Do political power-hungry groups like Tehreek-e-Taliban, Daaish and their associates, have the temerity to call themselves Muslims? They could not be further in the gravest error.
Islam does not permit the shedding of one drop of blood of non-combatant civilians, especially women and children, condemning the killing of one innocent human being as “the killing of all humanity” (irrespective of religion, sect, sex, age, ethnicity, race or citizenship).
This is as profound a moment for serious reflection as was the TTP attack on the Peshawar Army Public School in December 2014.
We call upon all those in Afghanistan, Pakistan, USA, and all other international powers involved in the so-called “Afghan Peace Process” (sic) to ponder upon the terms of their engagement with outfits they simultaneously consider to be both “good” and “bad”; to be fought against, but also to be used as “assets” for strategic depth, where and when required.

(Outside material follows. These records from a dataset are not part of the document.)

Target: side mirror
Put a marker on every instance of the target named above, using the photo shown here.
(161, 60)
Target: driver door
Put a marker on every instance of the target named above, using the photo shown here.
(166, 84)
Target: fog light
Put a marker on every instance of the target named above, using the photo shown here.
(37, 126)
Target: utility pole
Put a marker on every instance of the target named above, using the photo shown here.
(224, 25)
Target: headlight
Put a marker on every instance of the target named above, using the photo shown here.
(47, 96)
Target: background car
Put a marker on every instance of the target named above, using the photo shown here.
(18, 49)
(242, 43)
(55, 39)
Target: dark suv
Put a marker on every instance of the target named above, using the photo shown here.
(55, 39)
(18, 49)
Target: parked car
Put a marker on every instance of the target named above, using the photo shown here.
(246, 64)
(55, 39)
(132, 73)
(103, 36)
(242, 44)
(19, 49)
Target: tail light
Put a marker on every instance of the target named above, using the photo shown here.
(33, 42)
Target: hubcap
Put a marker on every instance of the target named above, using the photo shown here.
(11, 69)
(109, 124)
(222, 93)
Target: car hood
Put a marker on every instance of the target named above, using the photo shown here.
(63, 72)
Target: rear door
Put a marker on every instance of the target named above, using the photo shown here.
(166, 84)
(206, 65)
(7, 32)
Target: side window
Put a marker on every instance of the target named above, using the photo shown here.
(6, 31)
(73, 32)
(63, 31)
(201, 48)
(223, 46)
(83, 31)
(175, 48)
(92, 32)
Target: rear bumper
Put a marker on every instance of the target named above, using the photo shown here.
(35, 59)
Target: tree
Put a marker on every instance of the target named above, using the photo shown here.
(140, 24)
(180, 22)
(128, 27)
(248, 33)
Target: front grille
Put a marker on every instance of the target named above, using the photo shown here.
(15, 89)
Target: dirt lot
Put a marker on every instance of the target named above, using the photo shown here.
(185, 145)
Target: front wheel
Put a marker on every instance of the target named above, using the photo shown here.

Are the lives of half the population, comprising women, girls, trans-persons, considered to be of no value at all, in any political-military strategic equation? Are they simply fodder in the Great Game? Our response is a resounding NO.
We are standing up to be counted – we must be heard and listened to. We continue to stand in total solidarity with our long-suffering Afghan sisters and the beleaguered Hazara community in both Afghanistan and Pakistan.
It is pertinent to note that more than 64 people, mostly girls, had died in the attack that hit students as they left class. No-one has admitted carrying out the attack in Dasht-e-Barchi, an area often hit by Sunni Islamist militants.
The Afghan government blamed Taliban militants for the attack, but the group denied involvement. The exact target for Saturday’s bloodshed is unclear. The blasts come against a backdrop of rising violence as the US looks to withdraw all its troops from Afghanistan by 11 September.
The neighbourhood in western Kabul where the blasts occurred is home to many from the Hazara minority community, who are of Mongolian and Central Asian descent and are mainly Shia Muslims.